23: And Heaven Waits Here at My Door

It’s Michael Jordan day in the crockpot, and appropriately so, given today’s start of basketball greatness. Aside from the play-in round, today marks the beginning of the most wonderful time of the year, the NCAA basketball tournament. ESPN uses the song “most wonderful time of the year” to promote college football bowl season, since it falls around Christmas and is more aptly borrowed from the song’s original intent, but I truly believe that for sports fans everywhere, the glory of the NCAA tournament is unparalleled. Intensity, passion, skill, luck, determination, the possession arrow on the jump ball – all of these factors combine to collectively enrapture the nation.

The impossible can happen. The sure thing can face devastation at the hands of an unknown. Fast breaks catch lightning. Three pointers sent aloft on prayers alone go in. Fouls get called. Fouls go ignored. Freethrows are anything but. Intensity and drama for days on end, and the tenacity of college players playing for the dream of going all the way. Because it has been done before. This is known. Every game is one more chance to get to THE game. And for college players, their hearts are all over that floor.

This emotionalism may seem absurd (to the non-believer), but I don’t think it’s even scratching the surface of accurately describing the all-around thrill and excitement that the tournament creates. For my money, this has only been done in CBS’s annual recap of the tournament, shown after the final game each year, One Shining Moment. Here is last year’s

Though it was an NBA slogan, it’s much more appropriate for me personally in describing the college championship – I love this game.

The other wonderful thing about the tournament is the common ground it provides for the country. Everywhere in this land, people sharpen their skill sets accordingly: agility, quickness, vision, the finger-tip roll on both mouse and remote control. Schlubs across our great land (myself included) work to really make their “I’m working not watching the tournament” approaches precise. Fundamentals are important – speed of a mouse click to navigate away from a game-tracker or actual video feed of a game while at work, perhaps intentionally contracting a cold so that muffling an exclamation of joy or anger while watching a game at work can be believably turned into that hacking cough that’s been bothering you, suddenly using Microsoft Excel hourly to track the gambling your are doing on a national level. There is unity in such guile, and I for one think this devoted tourney following is a pastime that should probably get a song on par with “Take me out to the ballgame” but for use in the office.

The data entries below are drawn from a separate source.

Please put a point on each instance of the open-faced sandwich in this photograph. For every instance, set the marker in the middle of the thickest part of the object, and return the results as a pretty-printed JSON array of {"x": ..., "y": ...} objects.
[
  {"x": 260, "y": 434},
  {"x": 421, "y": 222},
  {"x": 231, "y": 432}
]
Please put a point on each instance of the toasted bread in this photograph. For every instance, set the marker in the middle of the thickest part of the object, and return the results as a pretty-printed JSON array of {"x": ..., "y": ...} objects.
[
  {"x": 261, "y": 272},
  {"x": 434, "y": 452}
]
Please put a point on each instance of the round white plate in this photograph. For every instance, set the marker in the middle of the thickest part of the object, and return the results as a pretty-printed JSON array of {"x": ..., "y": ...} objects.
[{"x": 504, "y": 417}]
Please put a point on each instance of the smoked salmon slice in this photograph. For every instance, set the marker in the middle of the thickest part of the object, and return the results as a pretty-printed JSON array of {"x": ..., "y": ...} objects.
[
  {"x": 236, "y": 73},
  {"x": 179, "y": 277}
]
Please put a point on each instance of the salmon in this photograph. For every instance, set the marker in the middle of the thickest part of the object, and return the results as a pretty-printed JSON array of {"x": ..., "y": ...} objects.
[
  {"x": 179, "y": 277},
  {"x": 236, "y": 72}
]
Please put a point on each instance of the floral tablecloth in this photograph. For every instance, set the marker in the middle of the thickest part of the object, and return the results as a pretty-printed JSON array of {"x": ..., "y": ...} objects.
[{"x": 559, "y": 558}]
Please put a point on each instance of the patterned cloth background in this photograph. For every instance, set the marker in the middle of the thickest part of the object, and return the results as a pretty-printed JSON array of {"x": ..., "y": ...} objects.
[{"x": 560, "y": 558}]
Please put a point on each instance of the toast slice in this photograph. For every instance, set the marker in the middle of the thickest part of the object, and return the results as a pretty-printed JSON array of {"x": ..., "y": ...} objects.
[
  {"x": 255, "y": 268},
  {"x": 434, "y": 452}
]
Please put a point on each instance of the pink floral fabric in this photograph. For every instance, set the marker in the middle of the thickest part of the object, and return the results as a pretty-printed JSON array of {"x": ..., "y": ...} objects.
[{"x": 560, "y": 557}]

Studies showing the lowered rates of productivity due to the tournament really don’t acknowledge the innovation necessary to successfully sneakily follow the game in varying office layouts and computer screen visibility rates, nor do they take into account the multi-tasking skills employed to be able to get anything done at all while basketball is done all day. I think the studies should be redesigned to examine the creative ways in which people squeak by, not the ways in which they don’t’ work. Maybe if we isolated the things that motivate us enough as a workforce to churn things out doubletime so that we could get to the activities we find so pleasing we could finally get our work schedules a little closer to being on par with those of Scandinavian countries. I am all for it. I would love a month off in the summertime. I would not get bored. I would not forget coworkers’ names. I would love it. Such is the potential of the NCAA tournament for improving the morale and lifestyle of our country on the whole.

And an even more telling indicator of the common ground that the tourney provides for us as a nation was President Obama’s choice to complete his tournament brackets publicly. We were all given access to his agonizing about the match-ups that were predicted to be tough, but, should the fates change, may not even happen if a team gets upset by an underdog. A surer approach to establishing himself as a man of the people I do not think has been attempted by the President since he danced on Ellen. And this feat of bracketing was, in my opinion, far more successful. Even he wants to watch the games and sneak peaks while at work. And really, there may be a few lessons about grit and determination in those stolen moments of basketball watching that could help us all, were they to be applied to our nation. And, even if nothing that inspiring happens, at least he’ll probably be stimulating the economy by ordering pizza thanks to the suggestion of any number of ads for pizza places shown during the game. Even in the purity of the tournament, capitalism is still the top seed.